Precision can be measured both in real participants and with artificial eyes, which (unlike human eyes) can be kept perfectly motionless, allowing the precision of the eye tracker itself to be isolated. Precision is generally reported as either a standard deviation - the average distance between a set of sample locations from their mean location, or "RMS-S2S" which stands for Root Mean Square - Sample to Sample, and equates to the average spatial distance between consecutive samples.  The two measures are illustrated below - in each case precision can be conceptualized as the average of the length of the red lines.The SD and RMS-S2S measures are sensitive to slightly different types of noise.  Again, these measures are typically reported in degrees of visual angle. Details on how to compute precision metrics are provided in the Eye Tracking Data Quality Webinar.
   

Data Loss
Missing gaze data is sometimes referred to as data loss or tracker loss. It can happen for a variety of reasons (for example if the participant turns their head away from the eye tracker, or rotates their eyes beyond the trackable range of the system). Data loss is inevitable during blinks (as illustrated below). Data loss can be reported as the percentage of samples (across all trials) for which no gaze location data is available. Researchers can minimize data loss by ensuring that their equipment and participant are set up optimally. It is particularly important that the screen is placed at the correct distance so that participants are not forced to rotate their eyes beyond the trackable range of the system (see the Setup and Usage Video Tutorials)

   

Temporal Resolution (Sampling Rate)
The temporal resolution or sampling rate of an eye tracker refers to the number of times per second (Hz) it is able to sample the position of the eye. Recent EyeLink models are capable of sampling at up to 2000 Hz. Temporal resolution impacts on data quality in a number of ways. For example, with high sampling rates, it is possible to identify fixation and saccade durations more accurately.  High sampling rates also enable faster recovery from blinks and other causes of data loss, and are critical for implementing gaze-contingent tasks. Finally, high sampling rates can be helpful in reducing velocity noise.

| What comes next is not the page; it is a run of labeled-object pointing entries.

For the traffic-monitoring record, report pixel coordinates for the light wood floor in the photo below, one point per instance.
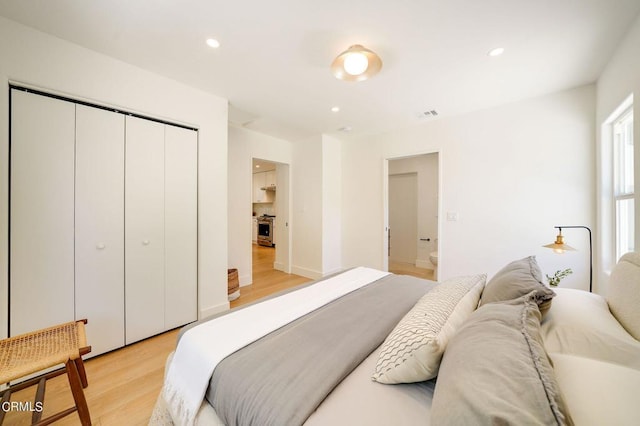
(402, 268)
(124, 384)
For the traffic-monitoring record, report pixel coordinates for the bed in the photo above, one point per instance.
(387, 349)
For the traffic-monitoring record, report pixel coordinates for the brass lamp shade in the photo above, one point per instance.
(357, 63)
(559, 246)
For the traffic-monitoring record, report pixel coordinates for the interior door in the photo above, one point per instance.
(283, 253)
(403, 217)
(99, 228)
(181, 226)
(144, 229)
(41, 212)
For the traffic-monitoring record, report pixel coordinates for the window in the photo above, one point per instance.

A related and equally important concept is temporal stability. Temporal stability refers to the consistency of the sampling - for example, a 1000 Hz eye tracker with excellent temporal stability will sample the eye every ms (as opposed to 2ms then 0.5 ms, etc). High temporal stability also means no missed or "skipped" samples.

End-to-End Delay / Latency
Delays are particularly critical for gaze-contingent research, in which the screen is updated based on the location of gaze. In the context of eye tracking, the "end-to-end" delay typically refers to the time between gaze being at a certain location, and the eye tracker sampling the eye, computing the location of gaze, and making that location available to the display (stimulus) computer so that the screen can be updated based on this information. The end-to-end delay is inevitably linked to temporal resolution (sampling speed) of the eye tracker, with faster eye trackers having lower delays. The EyeLink systems have an end-to-end delay of 2ms when sampling at 1000 Hz.